Keynotes – SIGDIAL 2025

Are there purely multi-turn “dialog failures”?

Chris Welty

Abstract: The notion of dialog in AI dates back decades and has traditionally distinguished itself from other areas of NLP in several ways, most notably that dialogs contain multiple turns, and that any evaluation of a dialog must somehow incorporate more fine-grained analysis of the individual turns with a more gestalt analysis of all the turns in ways that might be called conversationality. In the classic NLP “levels” (lexical, syntactic, semantic, discourse, pragmatic), this amorphous idea fell somewhere between discourse and pragmatics, and was never really understood deeply because, frankly, we had no systems capable of being evaluated at that level and therefore no real idea of where a human-computer dialog interaction might go wrong. Obviously, this has changed, but the lion’s share of the analysis of actual human-computer dialogs has focused on single turns – single prompt/response pairs.
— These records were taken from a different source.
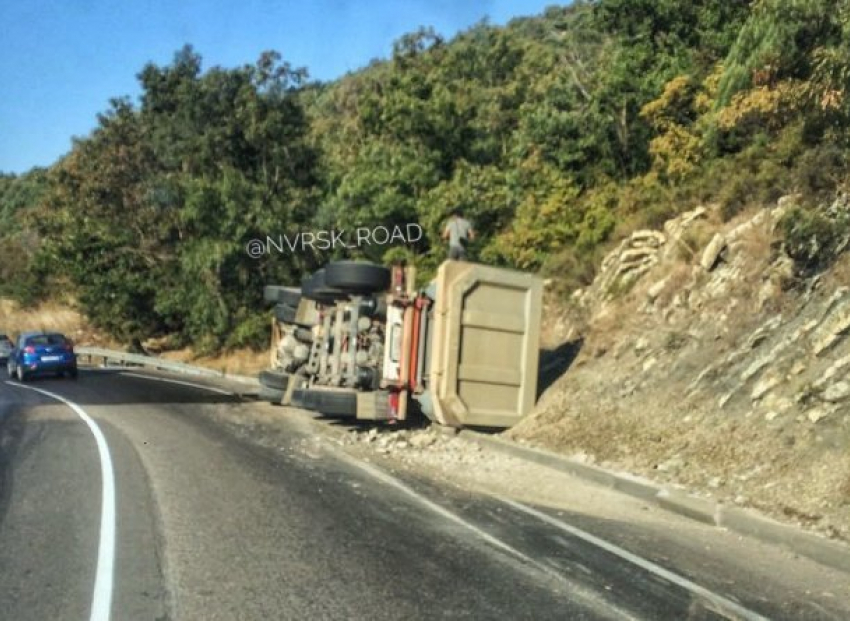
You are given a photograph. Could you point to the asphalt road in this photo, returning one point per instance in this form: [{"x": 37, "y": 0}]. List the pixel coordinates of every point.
[{"x": 129, "y": 501}]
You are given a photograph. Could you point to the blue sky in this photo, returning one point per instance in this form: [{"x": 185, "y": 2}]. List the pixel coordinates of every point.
[{"x": 61, "y": 61}]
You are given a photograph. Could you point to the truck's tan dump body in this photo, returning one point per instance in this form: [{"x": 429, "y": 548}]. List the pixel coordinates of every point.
[{"x": 484, "y": 356}]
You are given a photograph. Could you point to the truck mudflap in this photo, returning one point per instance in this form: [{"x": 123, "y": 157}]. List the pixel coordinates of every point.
[{"x": 484, "y": 345}]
In most cases, it is easy to identify a “bad” multi-turn dialog because something went wrong in a single turn, like forgetting some previous context, self-contradiction, etc., and therefore this single-turn emphasis of multi-turn evaluation is justified as eminently practical. In this talk, I will address the question of whether there are dialog failures that can’t be found in any single turn, but that emerge from some gestalt analysis of all the turns, and through that hope to illustrate that the answer is far from obvious, and leaves open what I believe to be a very fruitful area for academic research.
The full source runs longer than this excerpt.